Who is NASA going to hire to create a vital component for an upcoming Mars mission? None other than the bright minds of our future – college and university students.
That’s right! NASA’s Game Changing Development Program gave college students the chance to come up with unique ideas to generate lift. Sure, that’s a fairly simple request, but your ideas will be used on cutting-edge, amazing spacecraft.
NASA is currently testing inflatable heat shields and HIAD (hypersonic inflatable aerodynamic decelerator) technology, but it needs your help to develop it.
A Weighty Issue
NASA is still in the testing phase of the new HIAD technology. Recently, it packed a 9-foot inflatable torus (donut shape) into a rocket using a vacuum pump. The inflatables will need to fit into this tight space in order to be ready for launch. Three trials were done as engineers checked for leaks.
Each time, the test torus was packed the exact same way. This was to see how it folded and compressed – this information will be essential to the space mission. In space, it will be stored and deployed, so there must be a concrete method of packing it in.
Thanks to the successful testing, NASA is ready to test the technology on a larger scale. Not only will it be able to fit into a full-size rocket, but it will be heat-resistant.
What’s the purpose of all these tests? HIADs will allow safe deliveries of extremely heavy equipment to Mars – more than 22 tons. To give you a sense of perspective, a spacecraft with its crew weighs anywhere from 15 to 30 tons.
The heaviest thing NASA has sent to Mars is the Curiosity rover, and that was only 1 ton. Using the HIADs’ large aeroshells will ideally slow an incoming heavy vehicle enough to land it safely. That’s where NASA wants your ideas to come into play – it essentially wants you to help land a heavy spacecraft on the red planet.
Ideas in Action
This call-out is part of the BIG Idea Challenge, which is an acronym for Breakthrough, Innovative and Game-Changing. It’s an initiative to engage the young intellect of America by fostering an interest in astronomy. It doesn’t matter if you’re a budding mathematician, computer scientist or physicist – if you love space, you’re already halfway there.

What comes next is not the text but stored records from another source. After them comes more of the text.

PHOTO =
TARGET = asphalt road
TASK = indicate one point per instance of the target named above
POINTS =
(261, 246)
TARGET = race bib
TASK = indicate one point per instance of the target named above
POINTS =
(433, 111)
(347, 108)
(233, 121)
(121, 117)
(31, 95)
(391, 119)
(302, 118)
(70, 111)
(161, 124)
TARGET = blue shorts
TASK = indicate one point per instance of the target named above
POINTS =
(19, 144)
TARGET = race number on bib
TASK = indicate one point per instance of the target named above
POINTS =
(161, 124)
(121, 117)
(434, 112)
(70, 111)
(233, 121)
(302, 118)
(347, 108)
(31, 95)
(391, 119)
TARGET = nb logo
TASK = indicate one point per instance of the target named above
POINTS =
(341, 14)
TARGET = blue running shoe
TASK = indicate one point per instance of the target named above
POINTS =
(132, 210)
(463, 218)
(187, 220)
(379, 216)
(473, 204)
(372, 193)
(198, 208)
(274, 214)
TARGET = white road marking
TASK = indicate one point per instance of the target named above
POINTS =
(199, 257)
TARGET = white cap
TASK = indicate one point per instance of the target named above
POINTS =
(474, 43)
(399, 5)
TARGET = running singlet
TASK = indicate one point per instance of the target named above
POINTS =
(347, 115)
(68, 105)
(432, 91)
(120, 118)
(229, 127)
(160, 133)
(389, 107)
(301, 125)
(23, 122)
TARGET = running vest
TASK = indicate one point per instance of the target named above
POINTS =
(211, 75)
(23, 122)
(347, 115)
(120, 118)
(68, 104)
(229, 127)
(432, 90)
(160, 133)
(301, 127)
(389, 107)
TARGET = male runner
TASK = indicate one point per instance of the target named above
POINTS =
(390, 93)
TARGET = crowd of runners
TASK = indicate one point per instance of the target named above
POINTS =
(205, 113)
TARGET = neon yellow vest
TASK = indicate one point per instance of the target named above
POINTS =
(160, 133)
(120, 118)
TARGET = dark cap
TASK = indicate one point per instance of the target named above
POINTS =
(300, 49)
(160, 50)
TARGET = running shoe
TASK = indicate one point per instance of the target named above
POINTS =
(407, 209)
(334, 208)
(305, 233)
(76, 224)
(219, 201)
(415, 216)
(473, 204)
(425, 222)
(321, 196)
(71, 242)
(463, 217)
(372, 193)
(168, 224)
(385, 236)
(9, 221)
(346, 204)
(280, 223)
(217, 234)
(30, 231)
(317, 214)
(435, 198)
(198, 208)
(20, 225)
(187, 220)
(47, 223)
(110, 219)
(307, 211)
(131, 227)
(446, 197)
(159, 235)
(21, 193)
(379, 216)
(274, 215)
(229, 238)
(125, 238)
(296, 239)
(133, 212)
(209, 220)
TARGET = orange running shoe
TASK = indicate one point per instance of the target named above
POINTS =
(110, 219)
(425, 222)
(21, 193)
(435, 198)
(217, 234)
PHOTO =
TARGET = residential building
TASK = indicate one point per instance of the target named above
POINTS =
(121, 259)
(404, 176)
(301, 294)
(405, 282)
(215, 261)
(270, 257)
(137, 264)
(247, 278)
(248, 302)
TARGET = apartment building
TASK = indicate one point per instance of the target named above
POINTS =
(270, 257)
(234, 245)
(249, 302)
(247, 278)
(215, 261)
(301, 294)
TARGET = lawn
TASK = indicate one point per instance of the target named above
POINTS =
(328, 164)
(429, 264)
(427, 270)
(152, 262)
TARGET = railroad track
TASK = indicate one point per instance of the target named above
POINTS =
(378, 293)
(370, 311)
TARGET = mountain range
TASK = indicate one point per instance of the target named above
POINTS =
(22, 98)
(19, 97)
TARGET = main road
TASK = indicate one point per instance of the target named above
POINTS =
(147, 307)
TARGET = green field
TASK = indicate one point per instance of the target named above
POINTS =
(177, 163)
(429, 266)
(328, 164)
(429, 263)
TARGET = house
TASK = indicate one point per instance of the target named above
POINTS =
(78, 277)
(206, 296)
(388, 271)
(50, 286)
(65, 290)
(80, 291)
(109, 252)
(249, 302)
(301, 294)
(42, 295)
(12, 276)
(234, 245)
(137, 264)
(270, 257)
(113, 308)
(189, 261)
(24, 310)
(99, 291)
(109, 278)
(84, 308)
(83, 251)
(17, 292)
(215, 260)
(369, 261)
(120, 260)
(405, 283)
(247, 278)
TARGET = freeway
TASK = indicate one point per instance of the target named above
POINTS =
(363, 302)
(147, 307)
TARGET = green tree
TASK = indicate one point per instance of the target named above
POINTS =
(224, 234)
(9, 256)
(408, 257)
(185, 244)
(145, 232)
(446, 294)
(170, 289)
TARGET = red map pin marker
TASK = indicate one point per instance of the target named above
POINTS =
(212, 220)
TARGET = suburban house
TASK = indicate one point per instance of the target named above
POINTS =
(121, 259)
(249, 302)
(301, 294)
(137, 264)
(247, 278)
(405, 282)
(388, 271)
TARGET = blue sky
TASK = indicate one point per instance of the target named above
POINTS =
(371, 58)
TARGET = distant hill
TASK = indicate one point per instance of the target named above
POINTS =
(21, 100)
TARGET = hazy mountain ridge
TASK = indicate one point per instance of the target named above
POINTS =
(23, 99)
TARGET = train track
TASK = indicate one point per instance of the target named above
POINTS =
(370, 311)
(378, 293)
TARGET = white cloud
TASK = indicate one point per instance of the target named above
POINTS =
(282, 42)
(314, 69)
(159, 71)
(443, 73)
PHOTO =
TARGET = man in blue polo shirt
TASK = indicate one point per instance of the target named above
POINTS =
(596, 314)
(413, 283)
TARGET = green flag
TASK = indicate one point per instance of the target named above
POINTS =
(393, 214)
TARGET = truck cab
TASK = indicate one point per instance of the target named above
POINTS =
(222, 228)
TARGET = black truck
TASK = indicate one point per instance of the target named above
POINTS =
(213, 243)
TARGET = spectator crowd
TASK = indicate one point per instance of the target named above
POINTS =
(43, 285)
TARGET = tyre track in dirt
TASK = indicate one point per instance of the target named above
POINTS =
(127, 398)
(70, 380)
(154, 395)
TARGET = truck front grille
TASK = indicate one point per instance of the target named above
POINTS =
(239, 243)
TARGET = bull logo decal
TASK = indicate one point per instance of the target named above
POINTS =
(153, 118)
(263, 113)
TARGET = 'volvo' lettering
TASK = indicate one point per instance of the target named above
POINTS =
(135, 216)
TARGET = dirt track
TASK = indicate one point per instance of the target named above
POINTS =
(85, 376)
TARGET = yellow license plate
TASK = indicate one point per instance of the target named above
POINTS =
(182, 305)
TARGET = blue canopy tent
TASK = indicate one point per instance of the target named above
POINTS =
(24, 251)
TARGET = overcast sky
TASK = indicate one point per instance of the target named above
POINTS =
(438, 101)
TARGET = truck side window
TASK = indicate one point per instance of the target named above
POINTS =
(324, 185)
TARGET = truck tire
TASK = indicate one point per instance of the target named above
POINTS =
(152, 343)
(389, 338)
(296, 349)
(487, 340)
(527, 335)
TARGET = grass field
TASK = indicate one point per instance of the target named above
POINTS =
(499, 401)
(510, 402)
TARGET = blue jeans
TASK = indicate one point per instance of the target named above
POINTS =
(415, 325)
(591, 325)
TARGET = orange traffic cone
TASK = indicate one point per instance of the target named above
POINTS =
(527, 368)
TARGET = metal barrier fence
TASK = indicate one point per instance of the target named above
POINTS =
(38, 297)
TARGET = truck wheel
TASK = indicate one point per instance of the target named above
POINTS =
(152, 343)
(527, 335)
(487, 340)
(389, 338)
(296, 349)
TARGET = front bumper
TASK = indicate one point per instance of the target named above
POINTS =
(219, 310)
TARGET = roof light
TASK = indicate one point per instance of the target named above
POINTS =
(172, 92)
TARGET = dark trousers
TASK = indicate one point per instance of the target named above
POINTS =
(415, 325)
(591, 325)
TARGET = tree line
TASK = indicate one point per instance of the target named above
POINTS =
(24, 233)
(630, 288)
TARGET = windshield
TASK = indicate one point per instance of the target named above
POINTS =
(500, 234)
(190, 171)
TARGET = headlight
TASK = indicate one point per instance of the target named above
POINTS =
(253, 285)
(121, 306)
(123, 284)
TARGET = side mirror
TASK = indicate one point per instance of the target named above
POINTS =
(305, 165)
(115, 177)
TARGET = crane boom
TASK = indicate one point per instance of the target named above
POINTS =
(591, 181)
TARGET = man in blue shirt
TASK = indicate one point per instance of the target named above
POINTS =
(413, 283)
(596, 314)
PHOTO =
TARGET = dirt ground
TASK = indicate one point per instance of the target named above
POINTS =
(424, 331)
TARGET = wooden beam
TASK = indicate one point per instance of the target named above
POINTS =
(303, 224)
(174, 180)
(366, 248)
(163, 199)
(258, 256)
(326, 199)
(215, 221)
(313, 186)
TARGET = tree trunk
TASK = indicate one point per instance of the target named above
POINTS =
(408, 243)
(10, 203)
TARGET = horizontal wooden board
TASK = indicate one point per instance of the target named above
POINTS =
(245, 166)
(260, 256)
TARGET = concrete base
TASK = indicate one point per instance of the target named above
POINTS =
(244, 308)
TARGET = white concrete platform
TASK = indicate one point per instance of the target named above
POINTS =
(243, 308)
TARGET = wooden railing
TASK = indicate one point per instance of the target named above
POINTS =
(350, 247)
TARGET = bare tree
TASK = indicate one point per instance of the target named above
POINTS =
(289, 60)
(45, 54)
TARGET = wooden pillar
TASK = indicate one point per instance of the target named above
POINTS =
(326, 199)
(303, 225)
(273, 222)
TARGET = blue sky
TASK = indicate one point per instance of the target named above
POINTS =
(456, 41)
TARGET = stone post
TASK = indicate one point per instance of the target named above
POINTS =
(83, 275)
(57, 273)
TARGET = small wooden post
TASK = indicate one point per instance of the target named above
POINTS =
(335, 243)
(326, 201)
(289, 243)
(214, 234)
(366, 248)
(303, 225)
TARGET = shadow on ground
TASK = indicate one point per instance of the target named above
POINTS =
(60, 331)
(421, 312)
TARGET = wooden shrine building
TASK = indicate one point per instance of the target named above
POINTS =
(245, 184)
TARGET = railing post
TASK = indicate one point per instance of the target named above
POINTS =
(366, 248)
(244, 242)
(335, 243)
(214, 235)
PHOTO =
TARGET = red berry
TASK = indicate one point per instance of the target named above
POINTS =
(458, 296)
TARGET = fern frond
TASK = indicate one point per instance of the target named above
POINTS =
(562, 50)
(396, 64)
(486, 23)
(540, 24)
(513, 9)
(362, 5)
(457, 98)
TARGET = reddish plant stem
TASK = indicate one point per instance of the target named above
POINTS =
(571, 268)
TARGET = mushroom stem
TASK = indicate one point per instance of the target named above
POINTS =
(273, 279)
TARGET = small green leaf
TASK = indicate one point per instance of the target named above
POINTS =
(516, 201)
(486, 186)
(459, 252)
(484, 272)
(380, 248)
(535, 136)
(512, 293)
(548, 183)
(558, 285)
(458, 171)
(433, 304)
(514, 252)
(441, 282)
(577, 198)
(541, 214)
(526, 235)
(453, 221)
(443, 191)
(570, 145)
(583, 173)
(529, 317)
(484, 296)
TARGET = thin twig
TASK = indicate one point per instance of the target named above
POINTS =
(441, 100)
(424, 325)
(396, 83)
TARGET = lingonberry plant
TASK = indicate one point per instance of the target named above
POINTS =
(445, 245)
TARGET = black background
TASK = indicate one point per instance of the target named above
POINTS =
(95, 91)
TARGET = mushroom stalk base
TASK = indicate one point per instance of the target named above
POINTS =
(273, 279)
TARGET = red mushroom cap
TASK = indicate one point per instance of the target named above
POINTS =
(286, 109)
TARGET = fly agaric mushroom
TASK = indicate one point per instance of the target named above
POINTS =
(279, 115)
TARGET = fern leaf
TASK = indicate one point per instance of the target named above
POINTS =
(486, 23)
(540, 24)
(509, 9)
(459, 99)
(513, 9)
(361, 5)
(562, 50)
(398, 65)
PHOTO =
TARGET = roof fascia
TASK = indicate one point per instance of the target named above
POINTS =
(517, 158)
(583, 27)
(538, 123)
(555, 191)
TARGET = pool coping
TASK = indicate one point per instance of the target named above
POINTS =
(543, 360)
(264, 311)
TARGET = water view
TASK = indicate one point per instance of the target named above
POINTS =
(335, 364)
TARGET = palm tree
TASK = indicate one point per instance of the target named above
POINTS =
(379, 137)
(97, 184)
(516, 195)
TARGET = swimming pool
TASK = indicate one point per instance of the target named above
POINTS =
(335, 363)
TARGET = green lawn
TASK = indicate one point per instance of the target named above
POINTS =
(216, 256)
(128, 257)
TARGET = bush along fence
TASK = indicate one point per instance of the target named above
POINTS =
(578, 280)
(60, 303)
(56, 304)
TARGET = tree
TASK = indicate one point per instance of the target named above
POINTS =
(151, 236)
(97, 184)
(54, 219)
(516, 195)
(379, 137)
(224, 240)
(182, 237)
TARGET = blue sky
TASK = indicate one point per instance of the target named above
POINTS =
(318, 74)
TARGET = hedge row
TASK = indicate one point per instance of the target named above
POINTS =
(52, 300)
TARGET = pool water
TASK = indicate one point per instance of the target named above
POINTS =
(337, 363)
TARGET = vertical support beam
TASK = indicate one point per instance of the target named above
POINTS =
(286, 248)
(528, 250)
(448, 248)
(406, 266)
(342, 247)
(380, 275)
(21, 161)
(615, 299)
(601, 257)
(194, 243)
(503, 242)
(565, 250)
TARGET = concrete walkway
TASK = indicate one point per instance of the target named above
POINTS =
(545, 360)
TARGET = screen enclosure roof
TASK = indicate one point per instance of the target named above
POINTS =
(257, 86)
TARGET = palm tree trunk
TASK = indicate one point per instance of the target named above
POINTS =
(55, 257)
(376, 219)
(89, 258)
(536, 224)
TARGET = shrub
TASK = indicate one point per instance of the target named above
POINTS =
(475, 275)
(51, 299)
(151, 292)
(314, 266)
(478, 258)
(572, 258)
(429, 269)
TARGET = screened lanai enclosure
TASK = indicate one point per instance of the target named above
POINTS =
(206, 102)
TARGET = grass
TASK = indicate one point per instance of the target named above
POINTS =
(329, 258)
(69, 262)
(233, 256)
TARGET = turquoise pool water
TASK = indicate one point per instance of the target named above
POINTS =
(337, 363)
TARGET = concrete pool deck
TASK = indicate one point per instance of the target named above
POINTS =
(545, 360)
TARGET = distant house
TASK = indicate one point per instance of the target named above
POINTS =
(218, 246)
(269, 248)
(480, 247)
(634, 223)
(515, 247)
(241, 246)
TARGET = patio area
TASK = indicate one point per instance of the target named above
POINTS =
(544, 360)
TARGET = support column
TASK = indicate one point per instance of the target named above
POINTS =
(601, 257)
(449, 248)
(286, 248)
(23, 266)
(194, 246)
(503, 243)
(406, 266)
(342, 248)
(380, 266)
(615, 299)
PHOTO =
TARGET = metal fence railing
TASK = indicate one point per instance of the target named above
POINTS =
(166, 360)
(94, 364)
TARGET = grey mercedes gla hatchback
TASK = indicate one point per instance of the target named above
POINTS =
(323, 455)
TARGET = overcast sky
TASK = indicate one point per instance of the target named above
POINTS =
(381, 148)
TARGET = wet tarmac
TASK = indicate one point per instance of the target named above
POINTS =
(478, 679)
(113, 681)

Although it is too late to enter, it’s a very interesting process. Entrants needed a team of three to five undergraduate and/or graduate students that described their idea in a white paper. Any new concept was considered, whether it involved pneumatic actuation, shape morphing or something even NASA hasn’t considered yet.
Teams have been selected to advance in the contest and will be required to submit full technical specifications in this spring. NASA recently chose four teams to give presentations at Langley Air Force Base in April. Teams will present at the BIG Idea Forum to a panel of judges.
Each finalist team receives a $6,000 stipend for the BIG Idea Forum. The winners of the challenge will receive a paid internship at Langley, working alongside the GCD crew to develop their winning concept.